Vor allem zwischen den Ländern haben sich die Unterschiede in den durchschnittlich verfügbaren Einkommen verstärkt

Nr. 185/2015 vom 22.06.2015

Die Ungleichheit in Europa hat einer Studie des Deutschen Instituts für Wirtschaftsforschung und der Freien Universität Berlin zufolge im Laufe der Finanzkrise deutlich zugenommen. Wie Wissenschaftler beider Institutionen auf Basis von Daten der European Union Statistics on Income and Living Conditions (EU-SILC) ermittelten, nahm das Einkommensgefälle innerhalb der Länder über die Zeit nur geringfügig zu. Die Unterschiede in den durchschnittlich verfügbaren Einkommen haben sich jedoch zwischen den Ländern verstärkt. Der Ökonom Carsten Schröder, Leiter des Bereiches „Angewandte Panelanalysen“ der Infrastruktureinrichtung Sozio-ökonomisches Panel im DIW Berlin und Professor für Finanzwissenschaft und Sozialpolitik an der Freien Universität Berlin, erklärte, vor allem in den am meisten von der Krise betroffenen Ländern Griechenland und Portugal sei das durchschnittlich verfügbare Einkommen im Vergleich zu dem in anderen EU-Staaten deutlich zurückgegangen. Die Studie wurde jetzt als DIW Discussionspaper und als Diskussionsbeitrag am Fachbereich Wirtschaftswissenschaft der Freien Universität veröffentlicht.

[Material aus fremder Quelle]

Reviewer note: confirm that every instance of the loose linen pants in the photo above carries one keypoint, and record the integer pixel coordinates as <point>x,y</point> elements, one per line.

Die Anpassung der Lebensstandards und der Abbau sozialer Unterschiede zwischen den Ländern zählen zu den wichtigsten Zielen der Europäischen Union. Dennoch beziehen sich die meisten Verteilungsanalysen auf einzelne Staaten. Die vorliegende Studie untersucht dagegen als eine der ersten überhaupt die Einkommensverteilung auf europäischer Ebene vor und nach Ausbruch der Krise. Der Vorteil dieses europaweiten Ansatzes besteht darin, dass neben den Ungleichheiten innerhalb der Länder auch die Unterschiede in den Einkommensniveaus zwischen den Ländern berücksichtigt werden.

Die Forscher betrachteten die Entwicklungen über einen die Finanzkrise umfassenden Zeitraum zum einen in zehn Ländern, die vor oder bis 2001 der europäischen Währungsunion beigetreten waren. Dazu zählen vor allem reichere Länder wie Deutschland, Frankreich und die Niederlande sowie die von der Krise stark getroffenen Mittelmeerländer Portugal, Spanien und Griechenland. Zum anderen analysierten sie die Entwicklung in einem erweiterten Rahmen von 22 EU-Ländern (EU-22), zu denen unter anderem Großbritannien und die osteuropäischen Staaten gehören

Die Berechnungen der Ökonomen zeigen: Innerhalb der zehn bis 2001 beigetretenen Länder hat die Ungleichheit von 2004 bis 2011 leicht zugenommen, wobei der Anstieg unmittelbar nach dem Höhepunkt der Krise besonders stark ausfiel. Die Hauptursache ist ein Anstieg der Ungleichheiten zwischen den Ländern“, sagt Carsten Schröder vom DIW Berlin: Der Gini-Index für die Verteilung über alle zehn betrachteten Länder ist um ca. 7 Prozent von 0,297 in 2004 auf 0,317 in 2011 gestiegen. Lediglich 20,6 Prozent der gesamten Ungleichheit waren dabei im Jahr 2004 auf Ungleichheiten zwischen den Ländern zurückzuführen. Im Jahr 2011 dagegen belief sich derselbe Anteil auf 30,3 Prozent, ein Anstieg um etwa die Hälfte. Innerhalb der einzelnen Nationalstaaten haben sich die Ungleichheitsindizes (Theil-Index und Gini-Koeffizient) im gleichen Zeitraum kaum und wenig systematisch verändert.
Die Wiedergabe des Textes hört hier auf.